Oligomers of the amyloid ß (Aß) protein play a critical role in the pathogenesis of Alzheimer's disease. However, their heterogeneity and lability deter the identification of their tertiary structures and mechanisms of action. Aß trimers and Aß dimers may represent the smallest aggregation unit with cytotoxicity. Although propeller-type trimer models of E22P-Aß40 tethered by an aromatic linker have recently been synthesized, they unexpectedly exhibited little cytotoxicity. To increase the flexibility of trimeric propeller-type models, we designed and synthesized trimer models with an alkyl linker, tert-butyltris-l-alanine (tButA), at position 36 or 38. In addition, we synthesized two parallel-type trimer models tethered at position 38 using alkyl linkers of different lengths, α,α-di-l-norvalyl-l-glycine (di-nV-Gly) and α,α-di-l-homonorleucyl-l-glycine (di-hnL-Gly), based on the previously reported toxic dimer model.

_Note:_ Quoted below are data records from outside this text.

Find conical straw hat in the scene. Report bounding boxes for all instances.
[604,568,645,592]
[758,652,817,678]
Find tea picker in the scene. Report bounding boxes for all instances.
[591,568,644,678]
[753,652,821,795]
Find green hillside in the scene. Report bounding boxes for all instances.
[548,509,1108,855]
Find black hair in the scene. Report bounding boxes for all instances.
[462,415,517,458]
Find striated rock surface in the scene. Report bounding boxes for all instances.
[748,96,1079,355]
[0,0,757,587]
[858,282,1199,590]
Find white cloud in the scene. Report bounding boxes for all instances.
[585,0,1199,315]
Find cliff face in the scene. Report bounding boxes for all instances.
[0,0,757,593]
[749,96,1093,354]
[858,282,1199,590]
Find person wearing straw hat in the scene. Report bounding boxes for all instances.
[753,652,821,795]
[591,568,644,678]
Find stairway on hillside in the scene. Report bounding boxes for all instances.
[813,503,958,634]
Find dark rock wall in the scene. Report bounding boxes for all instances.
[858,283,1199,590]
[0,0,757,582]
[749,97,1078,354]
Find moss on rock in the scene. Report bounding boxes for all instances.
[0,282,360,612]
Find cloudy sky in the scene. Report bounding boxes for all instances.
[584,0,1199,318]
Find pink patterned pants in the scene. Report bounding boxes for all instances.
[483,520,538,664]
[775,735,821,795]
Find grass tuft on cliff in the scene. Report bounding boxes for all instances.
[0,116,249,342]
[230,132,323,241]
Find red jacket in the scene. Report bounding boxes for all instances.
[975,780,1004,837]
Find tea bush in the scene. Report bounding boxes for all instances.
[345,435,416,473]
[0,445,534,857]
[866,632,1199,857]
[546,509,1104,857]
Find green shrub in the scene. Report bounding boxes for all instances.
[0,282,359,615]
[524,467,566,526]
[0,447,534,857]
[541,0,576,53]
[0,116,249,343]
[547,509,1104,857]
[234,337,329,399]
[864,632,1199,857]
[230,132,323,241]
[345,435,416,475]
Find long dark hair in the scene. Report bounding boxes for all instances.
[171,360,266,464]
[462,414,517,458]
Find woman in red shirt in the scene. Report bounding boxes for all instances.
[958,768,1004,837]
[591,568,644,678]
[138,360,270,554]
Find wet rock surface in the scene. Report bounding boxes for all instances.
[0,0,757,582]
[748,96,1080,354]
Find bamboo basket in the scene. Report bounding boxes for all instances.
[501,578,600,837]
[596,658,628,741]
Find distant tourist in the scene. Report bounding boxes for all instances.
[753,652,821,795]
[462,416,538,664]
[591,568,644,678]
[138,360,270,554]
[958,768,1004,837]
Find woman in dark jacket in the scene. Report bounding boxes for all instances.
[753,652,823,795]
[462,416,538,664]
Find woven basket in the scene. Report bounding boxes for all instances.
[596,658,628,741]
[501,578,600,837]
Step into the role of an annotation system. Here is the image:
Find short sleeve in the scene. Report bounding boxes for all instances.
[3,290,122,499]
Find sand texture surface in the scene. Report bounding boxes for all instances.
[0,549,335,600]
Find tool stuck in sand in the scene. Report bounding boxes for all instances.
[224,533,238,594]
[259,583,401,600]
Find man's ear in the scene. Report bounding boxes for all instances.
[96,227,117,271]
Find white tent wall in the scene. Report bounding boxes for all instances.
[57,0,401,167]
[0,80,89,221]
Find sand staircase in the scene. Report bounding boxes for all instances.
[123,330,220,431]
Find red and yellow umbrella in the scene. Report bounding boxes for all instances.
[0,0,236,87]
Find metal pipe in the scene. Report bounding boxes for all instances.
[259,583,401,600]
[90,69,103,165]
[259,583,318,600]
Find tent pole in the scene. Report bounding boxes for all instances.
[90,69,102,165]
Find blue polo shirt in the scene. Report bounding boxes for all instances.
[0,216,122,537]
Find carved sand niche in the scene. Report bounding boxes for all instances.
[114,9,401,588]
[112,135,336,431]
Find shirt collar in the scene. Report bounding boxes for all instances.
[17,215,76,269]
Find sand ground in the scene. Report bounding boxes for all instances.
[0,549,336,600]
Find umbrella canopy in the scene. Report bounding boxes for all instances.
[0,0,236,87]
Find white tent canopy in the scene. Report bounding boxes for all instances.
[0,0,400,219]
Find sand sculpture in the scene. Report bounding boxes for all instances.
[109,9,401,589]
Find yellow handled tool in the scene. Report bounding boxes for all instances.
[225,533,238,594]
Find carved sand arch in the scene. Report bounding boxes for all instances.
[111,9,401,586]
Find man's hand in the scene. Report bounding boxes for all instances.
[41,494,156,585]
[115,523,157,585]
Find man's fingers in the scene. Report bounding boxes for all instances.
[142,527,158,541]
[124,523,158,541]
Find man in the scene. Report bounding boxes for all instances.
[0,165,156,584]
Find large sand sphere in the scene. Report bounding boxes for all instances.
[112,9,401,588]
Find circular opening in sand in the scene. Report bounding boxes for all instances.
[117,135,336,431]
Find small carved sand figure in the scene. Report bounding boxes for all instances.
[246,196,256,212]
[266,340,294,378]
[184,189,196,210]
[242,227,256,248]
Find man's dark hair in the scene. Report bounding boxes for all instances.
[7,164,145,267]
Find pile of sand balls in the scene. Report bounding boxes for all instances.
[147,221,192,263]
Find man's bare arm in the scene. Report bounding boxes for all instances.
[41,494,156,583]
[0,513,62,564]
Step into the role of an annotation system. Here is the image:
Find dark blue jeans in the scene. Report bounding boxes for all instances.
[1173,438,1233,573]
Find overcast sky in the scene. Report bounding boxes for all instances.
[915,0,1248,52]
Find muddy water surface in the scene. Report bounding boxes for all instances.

The propeller-type E22P,V36tButA-Aß40 trimer (4), which was designed to mimic the C-terminal anti-parallel ß-sheet structures proposed by the structural analysis of 150 kDa oligomers of Aß42, and the parallel-type E22P,G38di-nV-Gly-Aß40 trimer (6) showed significant cytotoxicity against SH-SY5Y cells and aggregative ability to form protofibrillar species. In contrast, the E22P,G38tButA-Aß40 trimer (5) and E22P,G38di-hnL-Gly-Aß40 trimer (7) exhibited weak cytotoxicity, though they formed quasi-stable oligomers observed by ion mobility-mass spectrometry and native polyacrylamide gel electrophoresis. These results suggest that 4 and 6 could have some phase of the structure of toxic Aß oligomers with a C-terminal hydrophobic core and that the conformation and/or aggregation process rather than the formation of stable oligomers contribute to the induction of cytotoxicity.